感じたことをありのままに受け止めて、そしてそれを表すこと、
それがほんとうの強さだとわかったから」



    『∴』



「久しぶりですね,夏川文尊」
「遠坂…の弟か…」
 夏川は,動揺を見せまいと,遠坂を見返す。
「……俺のことを恨んでいるのか?」
「いいえ。だけど,ミカは,あいつはずっとあなたのことを恨んでいました。」
「ミカ……?」
 遠坂はふっと口元を緩ませる。
「ああ,シンヤの妹のようなものです。あ,でも,シンヤよりもしっかり者なんですけどね」
 夏川は苦虫を頬張ったような顔で,遠坂の話を聞いていた。
「――姉さんを,どうしてあなたは殺さなければならなかったんですか? あなたと姉さんは,あんなに仲が良かったのに」
「…………カナは,あいつは,決して犯してはならない罪を犯した。」
 夏川はグッと両手の銃を握る。
「あなたが,罪人の暗殺を請け負っていたというのは,ミカがシンヤの寝ている間に調べて,知っていました。そして,あなたが「法の番人」と呼ばれるほど,名のある転校生だったということも」
「……今の俺には,関係のないことだ」
「そこが腑に落ちません。あなたほどの転校生が,なぜ番長グループにくみし,あの罪人――マダマテ――の手下に成り下がっているのですか? あなたの力なら,やつを逆に倒し,この世界からやつを追い出すことくらい,容易でしょう。それなのに……!!」
 遠坂は一瞬言葉に詰まる。
 夏川は,ただ沈黙し,その先の言葉を待った。
「あなたが,あなたがそんなになってしまったら……! あなたに殺されることを選んだ姉さんが……! 姉さんが浮かばれないじゃないですか!!」
「シンヤ,今の俺は転校生ではない……。おまえの姉のことなど忘れた。

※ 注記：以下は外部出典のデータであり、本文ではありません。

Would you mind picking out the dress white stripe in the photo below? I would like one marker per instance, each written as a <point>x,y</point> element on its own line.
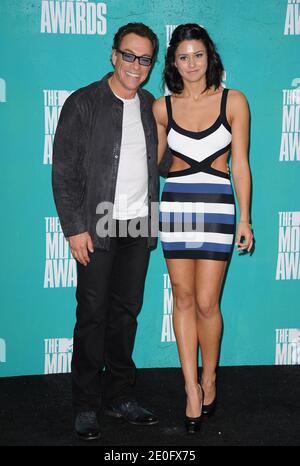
<point>199,149</point>
<point>196,237</point>
<point>199,178</point>
<point>197,207</point>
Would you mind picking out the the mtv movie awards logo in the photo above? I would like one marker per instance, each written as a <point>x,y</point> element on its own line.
<point>290,138</point>
<point>2,90</point>
<point>60,267</point>
<point>58,355</point>
<point>167,332</point>
<point>287,346</point>
<point>73,17</point>
<point>292,18</point>
<point>2,350</point>
<point>288,264</point>
<point>53,102</point>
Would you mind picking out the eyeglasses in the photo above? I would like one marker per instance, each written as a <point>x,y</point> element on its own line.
<point>130,57</point>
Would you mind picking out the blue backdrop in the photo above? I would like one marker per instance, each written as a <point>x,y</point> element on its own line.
<point>49,49</point>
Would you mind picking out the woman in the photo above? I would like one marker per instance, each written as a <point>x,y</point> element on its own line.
<point>200,122</point>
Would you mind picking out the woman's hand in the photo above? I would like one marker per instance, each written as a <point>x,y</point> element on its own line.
<point>244,237</point>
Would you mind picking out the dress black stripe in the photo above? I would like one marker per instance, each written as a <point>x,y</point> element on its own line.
<point>198,197</point>
<point>191,226</point>
<point>186,254</point>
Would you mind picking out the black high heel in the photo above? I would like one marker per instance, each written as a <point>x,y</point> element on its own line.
<point>193,424</point>
<point>208,410</point>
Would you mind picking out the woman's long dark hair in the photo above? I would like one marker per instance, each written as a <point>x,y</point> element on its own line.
<point>214,64</point>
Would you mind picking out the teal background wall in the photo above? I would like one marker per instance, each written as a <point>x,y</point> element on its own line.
<point>259,43</point>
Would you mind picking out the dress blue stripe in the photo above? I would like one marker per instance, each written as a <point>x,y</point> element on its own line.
<point>172,217</point>
<point>197,188</point>
<point>187,246</point>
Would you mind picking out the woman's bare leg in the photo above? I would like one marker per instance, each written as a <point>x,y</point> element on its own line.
<point>209,279</point>
<point>182,276</point>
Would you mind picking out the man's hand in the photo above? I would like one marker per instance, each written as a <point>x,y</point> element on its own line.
<point>80,245</point>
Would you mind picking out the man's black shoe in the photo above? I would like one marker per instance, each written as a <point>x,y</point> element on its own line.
<point>132,412</point>
<point>86,425</point>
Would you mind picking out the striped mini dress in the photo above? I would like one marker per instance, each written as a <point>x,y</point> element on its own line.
<point>197,209</point>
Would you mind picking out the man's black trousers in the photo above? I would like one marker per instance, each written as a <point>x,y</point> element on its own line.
<point>109,298</point>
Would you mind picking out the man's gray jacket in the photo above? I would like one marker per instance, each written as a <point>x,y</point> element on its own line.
<point>86,155</point>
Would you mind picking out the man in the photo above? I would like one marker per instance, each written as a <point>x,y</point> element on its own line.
<point>105,155</point>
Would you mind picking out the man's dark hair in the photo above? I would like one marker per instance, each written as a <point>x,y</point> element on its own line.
<point>139,29</point>
<point>214,66</point>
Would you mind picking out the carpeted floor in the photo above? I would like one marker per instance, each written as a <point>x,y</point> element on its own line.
<point>257,406</point>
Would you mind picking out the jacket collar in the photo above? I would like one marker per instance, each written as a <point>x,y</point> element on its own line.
<point>103,84</point>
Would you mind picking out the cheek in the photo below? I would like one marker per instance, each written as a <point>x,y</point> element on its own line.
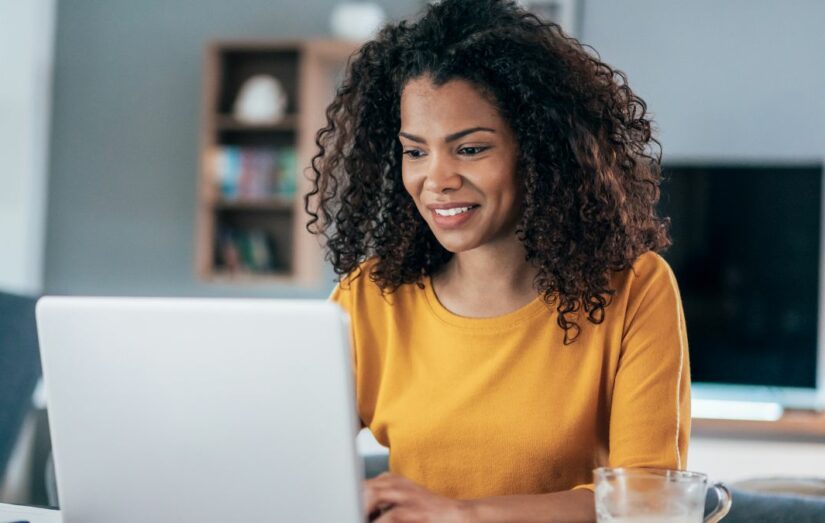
<point>412,184</point>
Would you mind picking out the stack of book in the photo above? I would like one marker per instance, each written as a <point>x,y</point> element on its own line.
<point>246,250</point>
<point>255,173</point>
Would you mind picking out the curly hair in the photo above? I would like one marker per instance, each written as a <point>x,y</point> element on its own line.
<point>591,168</point>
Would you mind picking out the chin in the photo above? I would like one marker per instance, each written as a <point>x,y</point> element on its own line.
<point>455,245</point>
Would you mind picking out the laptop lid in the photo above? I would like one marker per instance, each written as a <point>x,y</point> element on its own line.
<point>208,410</point>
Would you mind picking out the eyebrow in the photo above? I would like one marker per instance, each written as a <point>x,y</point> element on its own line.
<point>449,137</point>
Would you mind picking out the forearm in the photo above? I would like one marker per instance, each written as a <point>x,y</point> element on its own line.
<point>569,506</point>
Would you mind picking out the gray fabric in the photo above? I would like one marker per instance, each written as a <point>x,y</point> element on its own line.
<point>19,367</point>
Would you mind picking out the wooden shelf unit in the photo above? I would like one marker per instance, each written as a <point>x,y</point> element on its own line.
<point>309,71</point>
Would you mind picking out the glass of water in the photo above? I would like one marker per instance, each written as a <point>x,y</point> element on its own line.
<point>648,495</point>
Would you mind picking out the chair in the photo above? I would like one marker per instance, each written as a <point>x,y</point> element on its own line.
<point>19,368</point>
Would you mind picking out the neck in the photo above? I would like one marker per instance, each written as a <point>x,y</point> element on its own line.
<point>487,281</point>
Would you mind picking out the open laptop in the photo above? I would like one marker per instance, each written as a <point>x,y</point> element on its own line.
<point>207,410</point>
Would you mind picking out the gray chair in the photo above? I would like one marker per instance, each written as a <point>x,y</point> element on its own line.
<point>19,368</point>
<point>756,507</point>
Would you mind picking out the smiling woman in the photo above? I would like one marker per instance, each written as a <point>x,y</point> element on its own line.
<point>486,190</point>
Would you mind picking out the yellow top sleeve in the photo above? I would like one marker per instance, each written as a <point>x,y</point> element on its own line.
<point>476,407</point>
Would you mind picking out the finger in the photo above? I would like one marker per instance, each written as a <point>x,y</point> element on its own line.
<point>386,493</point>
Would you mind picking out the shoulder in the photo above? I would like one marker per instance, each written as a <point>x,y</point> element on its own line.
<point>649,268</point>
<point>649,282</point>
<point>357,286</point>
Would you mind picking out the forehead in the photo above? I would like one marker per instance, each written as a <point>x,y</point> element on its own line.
<point>425,106</point>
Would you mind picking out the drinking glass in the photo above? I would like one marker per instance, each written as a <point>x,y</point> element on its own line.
<point>648,495</point>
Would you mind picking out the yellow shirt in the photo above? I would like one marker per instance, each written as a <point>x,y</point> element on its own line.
<point>476,407</point>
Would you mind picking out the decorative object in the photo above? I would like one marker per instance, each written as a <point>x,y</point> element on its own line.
<point>356,21</point>
<point>566,13</point>
<point>261,100</point>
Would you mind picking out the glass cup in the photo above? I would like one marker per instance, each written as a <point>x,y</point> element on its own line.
<point>647,495</point>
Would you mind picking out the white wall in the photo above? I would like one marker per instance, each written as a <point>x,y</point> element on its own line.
<point>26,42</point>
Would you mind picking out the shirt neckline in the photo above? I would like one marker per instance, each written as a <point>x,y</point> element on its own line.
<point>501,322</point>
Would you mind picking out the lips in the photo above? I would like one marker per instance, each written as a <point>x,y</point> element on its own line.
<point>454,221</point>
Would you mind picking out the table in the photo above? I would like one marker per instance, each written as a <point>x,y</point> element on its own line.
<point>31,514</point>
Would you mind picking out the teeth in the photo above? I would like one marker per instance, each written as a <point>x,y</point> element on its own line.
<point>452,212</point>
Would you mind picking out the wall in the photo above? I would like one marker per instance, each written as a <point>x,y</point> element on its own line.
<point>726,80</point>
<point>729,80</point>
<point>26,40</point>
<point>125,137</point>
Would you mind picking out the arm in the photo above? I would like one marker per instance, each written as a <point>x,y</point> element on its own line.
<point>650,407</point>
<point>566,506</point>
<point>392,498</point>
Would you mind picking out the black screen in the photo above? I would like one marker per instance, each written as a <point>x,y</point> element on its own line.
<point>746,256</point>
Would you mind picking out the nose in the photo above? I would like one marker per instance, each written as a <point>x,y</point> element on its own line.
<point>442,176</point>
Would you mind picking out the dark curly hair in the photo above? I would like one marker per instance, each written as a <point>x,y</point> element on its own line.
<point>590,166</point>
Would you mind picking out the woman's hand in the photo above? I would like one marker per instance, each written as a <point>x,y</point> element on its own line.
<point>390,498</point>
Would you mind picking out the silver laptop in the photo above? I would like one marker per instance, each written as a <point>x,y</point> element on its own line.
<point>207,410</point>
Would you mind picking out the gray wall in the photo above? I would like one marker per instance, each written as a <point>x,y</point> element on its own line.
<point>124,152</point>
<point>725,80</point>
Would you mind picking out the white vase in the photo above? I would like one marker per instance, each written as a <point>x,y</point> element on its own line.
<point>262,99</point>
<point>357,21</point>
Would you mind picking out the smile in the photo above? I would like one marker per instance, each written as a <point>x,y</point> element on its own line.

」
「嘘です! 文尊兄さんの,瞳には,まだ姉さんの影が映ってます!」
「……ふざけるなよ……!! 興がさめちまった……。この話,俺はおりるぜ……」
「文尊兄さん! きっと,こちらについてくれると,僕は信じてます! 姉さんが愛したあなたを,世界中の誰もが信じなくても,僕だけは信じていますから……!」
「…………………………もう,俺もお前も,あの頃には戻れないんだよ……シンヤ……。すまない,カナ……」



 もう,誰も止められない。
 夏川の両手に光る銃が,寂しげに,風に吹かれて揺れていた。